Shallow vs. Retained Heap

Shallow heap is the memory consumed by one object. An object needs 32 or 64 bits (depending on the OS architecture) per reference, 4 bytes per Integer, 8 bytes per Long, etc. Depending on the heap dump format the size may be adjusted (e.g. aligned to 8, etc...) to model better the real consumption of the VM.

Retained set of X is the set of objects which would be removed by GC when X is garbage collected.

Retained heap of X is the sum of shallow sizes of all objects in the retained set of X, i.e. memory kept alive by X.

Generally speaking, shallow heap of an object is its size in the heap and retained size of the same object is the amount of heap memory that will be freed when the object is garbage collected.
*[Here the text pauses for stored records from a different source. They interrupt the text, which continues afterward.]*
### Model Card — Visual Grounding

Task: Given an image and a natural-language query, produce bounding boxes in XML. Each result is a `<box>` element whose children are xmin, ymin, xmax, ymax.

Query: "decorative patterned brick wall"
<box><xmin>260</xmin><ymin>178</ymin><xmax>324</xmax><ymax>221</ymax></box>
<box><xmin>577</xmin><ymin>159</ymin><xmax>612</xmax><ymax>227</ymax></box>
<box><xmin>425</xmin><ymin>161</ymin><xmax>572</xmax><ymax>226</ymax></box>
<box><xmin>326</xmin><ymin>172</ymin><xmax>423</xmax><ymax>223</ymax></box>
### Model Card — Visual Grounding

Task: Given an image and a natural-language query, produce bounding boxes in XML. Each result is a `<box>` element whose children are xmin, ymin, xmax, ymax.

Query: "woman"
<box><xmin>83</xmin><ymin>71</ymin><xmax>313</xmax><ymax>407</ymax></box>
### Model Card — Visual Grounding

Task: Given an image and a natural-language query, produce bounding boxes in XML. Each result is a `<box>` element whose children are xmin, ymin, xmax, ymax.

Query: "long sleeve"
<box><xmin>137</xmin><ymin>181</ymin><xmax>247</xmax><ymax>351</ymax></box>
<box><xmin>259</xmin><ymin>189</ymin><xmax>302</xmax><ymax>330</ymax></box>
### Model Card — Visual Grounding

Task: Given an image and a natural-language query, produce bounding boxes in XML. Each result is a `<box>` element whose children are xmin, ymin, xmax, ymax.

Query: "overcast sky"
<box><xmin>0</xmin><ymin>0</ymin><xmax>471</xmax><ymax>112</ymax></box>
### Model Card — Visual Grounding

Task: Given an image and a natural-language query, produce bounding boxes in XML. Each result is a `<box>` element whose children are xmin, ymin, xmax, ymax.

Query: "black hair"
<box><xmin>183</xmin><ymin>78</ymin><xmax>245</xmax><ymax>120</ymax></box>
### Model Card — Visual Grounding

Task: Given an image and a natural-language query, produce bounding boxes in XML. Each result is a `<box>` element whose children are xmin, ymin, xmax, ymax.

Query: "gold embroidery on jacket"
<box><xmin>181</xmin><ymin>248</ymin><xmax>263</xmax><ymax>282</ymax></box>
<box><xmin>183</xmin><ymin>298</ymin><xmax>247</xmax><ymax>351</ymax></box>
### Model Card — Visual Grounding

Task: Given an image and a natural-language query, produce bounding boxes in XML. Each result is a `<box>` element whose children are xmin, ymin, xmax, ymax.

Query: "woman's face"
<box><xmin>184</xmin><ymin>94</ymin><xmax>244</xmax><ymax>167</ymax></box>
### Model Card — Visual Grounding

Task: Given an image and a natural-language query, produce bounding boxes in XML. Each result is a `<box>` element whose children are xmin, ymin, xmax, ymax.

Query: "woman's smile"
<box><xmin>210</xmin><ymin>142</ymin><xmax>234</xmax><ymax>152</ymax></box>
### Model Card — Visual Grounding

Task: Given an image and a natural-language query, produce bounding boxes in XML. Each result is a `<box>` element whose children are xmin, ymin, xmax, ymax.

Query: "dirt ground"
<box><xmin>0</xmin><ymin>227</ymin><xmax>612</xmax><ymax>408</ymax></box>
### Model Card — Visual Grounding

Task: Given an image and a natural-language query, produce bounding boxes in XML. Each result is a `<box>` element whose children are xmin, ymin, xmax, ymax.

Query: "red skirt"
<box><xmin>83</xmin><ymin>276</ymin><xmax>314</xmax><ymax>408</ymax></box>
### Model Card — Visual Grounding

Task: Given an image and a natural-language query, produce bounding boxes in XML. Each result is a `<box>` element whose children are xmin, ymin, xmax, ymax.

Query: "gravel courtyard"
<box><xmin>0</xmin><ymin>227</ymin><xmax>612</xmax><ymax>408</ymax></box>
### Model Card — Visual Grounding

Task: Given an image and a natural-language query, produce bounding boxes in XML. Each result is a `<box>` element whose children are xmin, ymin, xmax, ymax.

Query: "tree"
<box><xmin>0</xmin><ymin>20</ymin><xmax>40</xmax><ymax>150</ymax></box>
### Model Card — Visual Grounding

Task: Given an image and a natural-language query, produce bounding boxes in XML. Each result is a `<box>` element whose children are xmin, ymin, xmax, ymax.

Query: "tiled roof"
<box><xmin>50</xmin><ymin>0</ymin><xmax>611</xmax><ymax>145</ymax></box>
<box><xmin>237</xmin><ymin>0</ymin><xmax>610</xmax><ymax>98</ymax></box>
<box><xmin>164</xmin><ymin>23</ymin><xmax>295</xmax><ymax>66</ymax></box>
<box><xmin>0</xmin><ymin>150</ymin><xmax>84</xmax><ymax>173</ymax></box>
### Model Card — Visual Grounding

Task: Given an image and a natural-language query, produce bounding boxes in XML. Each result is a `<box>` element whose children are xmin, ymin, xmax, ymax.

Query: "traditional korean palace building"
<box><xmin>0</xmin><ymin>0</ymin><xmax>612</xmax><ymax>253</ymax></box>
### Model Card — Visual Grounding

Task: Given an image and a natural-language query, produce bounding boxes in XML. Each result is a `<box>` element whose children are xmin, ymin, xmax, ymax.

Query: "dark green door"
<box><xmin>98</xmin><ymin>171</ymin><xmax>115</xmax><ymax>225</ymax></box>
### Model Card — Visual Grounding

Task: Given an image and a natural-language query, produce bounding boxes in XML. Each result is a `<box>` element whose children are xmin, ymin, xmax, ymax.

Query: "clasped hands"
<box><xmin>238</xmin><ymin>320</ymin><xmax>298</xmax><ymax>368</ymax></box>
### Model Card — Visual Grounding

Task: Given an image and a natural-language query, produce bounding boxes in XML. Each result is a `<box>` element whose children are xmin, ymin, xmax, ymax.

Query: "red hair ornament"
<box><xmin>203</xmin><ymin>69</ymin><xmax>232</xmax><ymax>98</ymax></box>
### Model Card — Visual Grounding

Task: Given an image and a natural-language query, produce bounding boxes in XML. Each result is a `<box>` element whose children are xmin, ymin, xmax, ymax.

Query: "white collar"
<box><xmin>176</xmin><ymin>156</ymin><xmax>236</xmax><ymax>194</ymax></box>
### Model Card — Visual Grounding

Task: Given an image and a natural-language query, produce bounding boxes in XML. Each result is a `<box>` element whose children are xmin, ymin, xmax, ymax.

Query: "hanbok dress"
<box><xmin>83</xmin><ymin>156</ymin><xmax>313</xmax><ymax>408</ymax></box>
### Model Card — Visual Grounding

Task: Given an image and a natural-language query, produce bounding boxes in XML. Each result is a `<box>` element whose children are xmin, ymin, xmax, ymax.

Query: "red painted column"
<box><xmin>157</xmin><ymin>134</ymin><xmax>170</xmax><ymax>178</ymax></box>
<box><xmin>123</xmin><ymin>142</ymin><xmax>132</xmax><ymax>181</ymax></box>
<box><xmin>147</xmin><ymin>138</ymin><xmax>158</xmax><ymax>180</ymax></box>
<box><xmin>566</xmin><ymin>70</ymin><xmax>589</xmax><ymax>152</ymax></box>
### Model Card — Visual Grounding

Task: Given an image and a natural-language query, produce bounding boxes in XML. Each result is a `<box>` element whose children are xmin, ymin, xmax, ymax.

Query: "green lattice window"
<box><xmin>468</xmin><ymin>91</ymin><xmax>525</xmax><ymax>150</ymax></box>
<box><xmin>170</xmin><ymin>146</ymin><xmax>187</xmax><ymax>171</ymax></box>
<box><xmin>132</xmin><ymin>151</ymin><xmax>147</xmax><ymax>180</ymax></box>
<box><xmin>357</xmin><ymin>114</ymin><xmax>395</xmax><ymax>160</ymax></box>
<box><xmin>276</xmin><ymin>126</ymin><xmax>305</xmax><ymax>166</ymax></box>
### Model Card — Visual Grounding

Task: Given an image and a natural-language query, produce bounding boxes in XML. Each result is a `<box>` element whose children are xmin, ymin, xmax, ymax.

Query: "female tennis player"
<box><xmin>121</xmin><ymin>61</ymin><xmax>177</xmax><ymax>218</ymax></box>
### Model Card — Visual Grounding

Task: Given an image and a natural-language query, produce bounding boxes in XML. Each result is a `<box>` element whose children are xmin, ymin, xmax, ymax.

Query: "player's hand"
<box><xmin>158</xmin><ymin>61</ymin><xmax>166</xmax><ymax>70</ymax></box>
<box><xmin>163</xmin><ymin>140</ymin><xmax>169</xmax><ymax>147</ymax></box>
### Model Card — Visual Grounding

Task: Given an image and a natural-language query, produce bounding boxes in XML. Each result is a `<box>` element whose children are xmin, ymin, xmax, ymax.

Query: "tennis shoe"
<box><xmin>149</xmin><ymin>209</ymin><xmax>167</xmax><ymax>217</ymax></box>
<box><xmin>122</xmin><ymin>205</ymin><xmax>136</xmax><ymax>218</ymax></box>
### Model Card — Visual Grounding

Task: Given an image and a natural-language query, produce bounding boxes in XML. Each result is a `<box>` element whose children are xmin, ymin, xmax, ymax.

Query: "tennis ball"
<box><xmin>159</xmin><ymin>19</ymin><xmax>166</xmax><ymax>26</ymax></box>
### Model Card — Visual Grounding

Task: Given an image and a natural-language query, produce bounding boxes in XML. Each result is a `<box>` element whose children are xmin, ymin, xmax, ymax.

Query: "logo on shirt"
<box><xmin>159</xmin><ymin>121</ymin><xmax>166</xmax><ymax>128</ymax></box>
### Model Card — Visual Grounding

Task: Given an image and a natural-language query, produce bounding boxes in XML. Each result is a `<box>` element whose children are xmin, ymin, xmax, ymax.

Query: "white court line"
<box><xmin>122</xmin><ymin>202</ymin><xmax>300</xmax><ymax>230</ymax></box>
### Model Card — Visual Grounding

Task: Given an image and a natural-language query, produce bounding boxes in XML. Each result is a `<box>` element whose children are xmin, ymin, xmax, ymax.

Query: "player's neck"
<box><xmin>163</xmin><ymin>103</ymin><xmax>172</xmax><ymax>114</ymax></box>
The retained set for a leading set of objects, such as all objects of a particular class or all objects of all classes loaded by a particular class loader or simply a bunch of arbitrary objects, is the set of objects that is released if all objects of that leading set become unaccessible. The retained set includes these objects as well as all other objects only accessible through these objects. The retained size is the total heap size of all objects contained in the retained set.

Example object graph

The Minimum Retained Size gives a good (under)estimation of the retained size which is calculated ways faster than the exact retained size of a set of objects. It only depends on the number of objects in the inspected set, not the number of objects in the heap dump.